Things this is not meant to do
------------------------------
While this is intended to be a good module for handling cookies, it does not
even try to do any of the following:

* Maintain backward compatibility with Cookie.py, which would mean
  inheriting its confusions and bugs
* Implement RFCs 2109 or 2965, which have always been ignored by almost
  everyone and are now obsolete as well
* Handle every conceivable output from terrible legacy apps, which is not
  possible to do without lots of silent data loss and corruption (the
  parser does try to be liberal as possible otherwise, though)
* Provide a means to store pickled Python objects in cookie values
  (that's a big security hole)

This doesn't compete with the cookielib (http.cookiejar) module in the Python
standard library, which is specifically for implementing cookie storage and
similar behavior in an HTTP client such as a browser.
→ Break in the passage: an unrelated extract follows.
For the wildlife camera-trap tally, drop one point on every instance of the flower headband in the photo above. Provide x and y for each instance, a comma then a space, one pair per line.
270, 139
Things cookielib does
that this doesn't:

* Write to or read from browsers' cookie stores or other proprietary
  formats for storing cookie data in files 
* Handle the browser/client logic like deciding which cookies to send or
  discard, etc. 

If you are looking for a cookie library but neither this one nor cookielib
will help, you might also consider the implementations in WebOb or Bottle.